Las denuncias que se han hecho en las redes sociales desde el pasado martes van desde esvásticas y consignas nazis pintadas en Filadelfia, cantos xenófobos en liceos de Nueva York, cartas amenazantes distribuidas en los buzones, hasta insultos y ataques en los campus universitarios, y agresiones contra mujeres afrodescendientes y musulmanas.
Esto por mencionar los casos que se han dado a conocer.
También están los posicionamientos hechos por grupos neonazis y del Ku Kux Klan, que a lo largo de la campaña presidencial de Donald Trump manifestaron su apoyo al republicano y que ahora con el triunfo consumado ven con agrado la presidencia del magnate inmobiliario.

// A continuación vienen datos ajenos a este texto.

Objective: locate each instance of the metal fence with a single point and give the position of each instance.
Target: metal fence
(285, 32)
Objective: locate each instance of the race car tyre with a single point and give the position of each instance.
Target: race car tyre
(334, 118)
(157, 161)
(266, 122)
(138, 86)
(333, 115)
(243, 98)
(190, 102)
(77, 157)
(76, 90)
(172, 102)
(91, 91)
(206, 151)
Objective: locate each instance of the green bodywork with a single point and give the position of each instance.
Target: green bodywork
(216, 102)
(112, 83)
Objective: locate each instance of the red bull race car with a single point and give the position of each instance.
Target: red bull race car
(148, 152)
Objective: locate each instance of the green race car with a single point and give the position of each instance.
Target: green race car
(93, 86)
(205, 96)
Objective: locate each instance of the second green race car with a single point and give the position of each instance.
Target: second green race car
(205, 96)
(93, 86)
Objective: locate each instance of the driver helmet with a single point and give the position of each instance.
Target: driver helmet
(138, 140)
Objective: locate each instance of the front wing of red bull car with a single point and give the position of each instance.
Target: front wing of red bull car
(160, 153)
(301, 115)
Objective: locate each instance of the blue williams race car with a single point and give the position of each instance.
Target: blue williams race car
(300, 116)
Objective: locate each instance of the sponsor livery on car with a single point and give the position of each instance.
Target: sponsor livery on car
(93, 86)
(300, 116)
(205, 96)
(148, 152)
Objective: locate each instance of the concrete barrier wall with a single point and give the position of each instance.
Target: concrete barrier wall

El primero en manifestarse fue el grupo supremacista Los Leales Caballeros Blancos de Pelham, N.C., que en su sitio web convocó al “desfile de la victoria”. De acuerdo con la Liga Antidifamación, el grupo tiene entre 150 y 200 miembros y es “quizás el grupo más activo de Klan en los Estados Unidos hoy”. El año pasado, esta agrupación protestó en Carolina del Sur contra la retirada de la bandera confederada del Capitolio estatal.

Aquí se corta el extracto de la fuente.